Para o presidente, o ato foi considerado histórico para a advocacia, em razão da importância do Supremo Tribunal Federal para a democracia e para o Estado de Direito, bem como da necessidade de medidas que devem ser adotadas para promover o resgate da credibilidade da instituição.
A mobilização culminou na assinatura de um documento que elenca propostas concretas para o fortalecimento dos limites constitucionais, o equilíbrio entre os Poderes e, principalmente, a recuperação da confiança da cidadania na Corte, que atua como guardiã da Constituição Federal.
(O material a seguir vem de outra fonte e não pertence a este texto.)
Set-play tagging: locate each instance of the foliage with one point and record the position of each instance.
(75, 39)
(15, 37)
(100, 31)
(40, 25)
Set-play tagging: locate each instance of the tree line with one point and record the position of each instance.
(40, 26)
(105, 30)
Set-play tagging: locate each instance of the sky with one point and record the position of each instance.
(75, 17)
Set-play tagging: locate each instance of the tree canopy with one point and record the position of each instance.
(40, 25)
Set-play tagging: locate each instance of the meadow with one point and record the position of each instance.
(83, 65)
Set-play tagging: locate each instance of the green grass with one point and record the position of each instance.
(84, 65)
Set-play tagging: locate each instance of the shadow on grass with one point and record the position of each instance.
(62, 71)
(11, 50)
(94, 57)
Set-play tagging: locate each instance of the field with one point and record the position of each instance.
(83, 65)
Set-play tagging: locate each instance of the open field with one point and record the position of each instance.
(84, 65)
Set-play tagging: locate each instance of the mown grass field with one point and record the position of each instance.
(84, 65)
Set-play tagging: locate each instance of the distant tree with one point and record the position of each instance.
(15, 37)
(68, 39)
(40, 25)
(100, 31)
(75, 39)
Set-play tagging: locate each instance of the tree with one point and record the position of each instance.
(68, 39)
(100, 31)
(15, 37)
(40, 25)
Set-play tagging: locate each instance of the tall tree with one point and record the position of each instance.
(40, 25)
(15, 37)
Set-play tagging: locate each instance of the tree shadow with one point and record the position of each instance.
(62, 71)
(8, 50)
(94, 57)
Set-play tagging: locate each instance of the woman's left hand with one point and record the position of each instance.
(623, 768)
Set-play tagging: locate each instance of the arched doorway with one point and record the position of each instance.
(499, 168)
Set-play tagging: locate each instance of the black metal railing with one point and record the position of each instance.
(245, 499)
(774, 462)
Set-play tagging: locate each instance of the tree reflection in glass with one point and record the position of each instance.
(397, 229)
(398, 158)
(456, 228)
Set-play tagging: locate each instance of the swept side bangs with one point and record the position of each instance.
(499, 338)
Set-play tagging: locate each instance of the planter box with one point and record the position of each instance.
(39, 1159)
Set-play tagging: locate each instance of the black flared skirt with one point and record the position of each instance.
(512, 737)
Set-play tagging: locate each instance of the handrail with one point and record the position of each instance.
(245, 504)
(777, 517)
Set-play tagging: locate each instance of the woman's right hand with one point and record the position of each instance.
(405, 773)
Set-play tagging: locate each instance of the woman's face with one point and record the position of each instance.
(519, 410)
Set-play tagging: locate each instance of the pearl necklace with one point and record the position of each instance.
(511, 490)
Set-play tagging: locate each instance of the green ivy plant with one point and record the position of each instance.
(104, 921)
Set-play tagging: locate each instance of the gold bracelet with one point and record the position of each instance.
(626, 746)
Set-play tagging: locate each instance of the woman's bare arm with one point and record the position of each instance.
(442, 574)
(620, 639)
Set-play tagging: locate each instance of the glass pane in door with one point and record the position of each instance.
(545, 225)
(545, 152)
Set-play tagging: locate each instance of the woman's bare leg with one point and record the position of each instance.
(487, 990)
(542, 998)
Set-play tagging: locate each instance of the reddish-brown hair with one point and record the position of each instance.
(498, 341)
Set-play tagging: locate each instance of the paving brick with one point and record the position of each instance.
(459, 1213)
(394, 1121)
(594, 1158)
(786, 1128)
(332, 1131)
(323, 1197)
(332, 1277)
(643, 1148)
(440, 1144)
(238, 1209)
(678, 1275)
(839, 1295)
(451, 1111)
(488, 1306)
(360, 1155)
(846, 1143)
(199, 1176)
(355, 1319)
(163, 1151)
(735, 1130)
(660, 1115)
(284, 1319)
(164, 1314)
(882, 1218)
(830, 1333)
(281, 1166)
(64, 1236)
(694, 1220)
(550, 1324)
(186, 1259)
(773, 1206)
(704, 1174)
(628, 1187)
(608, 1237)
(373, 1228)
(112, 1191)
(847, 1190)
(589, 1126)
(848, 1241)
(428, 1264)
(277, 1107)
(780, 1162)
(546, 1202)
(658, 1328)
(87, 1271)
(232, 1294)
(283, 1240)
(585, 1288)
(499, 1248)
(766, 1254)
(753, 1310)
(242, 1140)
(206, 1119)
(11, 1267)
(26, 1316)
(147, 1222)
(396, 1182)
Na ocasião, foram propostas oito medidas objetivas de aprimoramento institucional da Suprema Corte. Para Lamachia, as readequações sugeridas são consideradas “mínimas e dentro da obrigatoriedade do trabalho da instituição”.
O presidente da Ordem gaúcha enfatizou o caráter estritamente técnico e apartidário do movimento, reiterando que a entidade atua guiada apenas pela defesa da lei e da institucionalidade, sem vinculações ideológicas.
O ato público foi realizado na quarta-feira (4), no Auditório OAB Cubo em Porto Alegre.
Carta Aberta
O documento sugere mudanças estruturais e procedimentais, como o encerramento de inquéritos abertos de ofício, em respeito ao sistema acusatório em que o Ministério Público é o titular da ação, e a reafirmação da colegialidade como regra, limitando o abuso de decisões monocráticas que podem suspender leis aprovadas pelo Congresso por tempo indeterminado.
Além disso, a Carta aborda a necessidade de transparência, solicitando a retirada do sigilo de processos de alto interesse público, como o caso envolvendo o Banco Master, e a revisão do Regimento Interno do STF para garantir a sustentação oral presencial como regra. Outros pontos fundamentais incluem a discussão sobre mandatos para ministros, critérios mais rígidos para indicações e a implementação de um Código de Conduta que afaste magistrados da exposição midiática e política, em estrita observância à Lei Orgânica da Magistratura. A Carta alerta ainda para o fenômeno das ações diretas de inconstitucionalidade (ADIs) e de descumprimento de preceito fundamental (ADPFs) serem utilizadas como um “segundo turno” do debate político.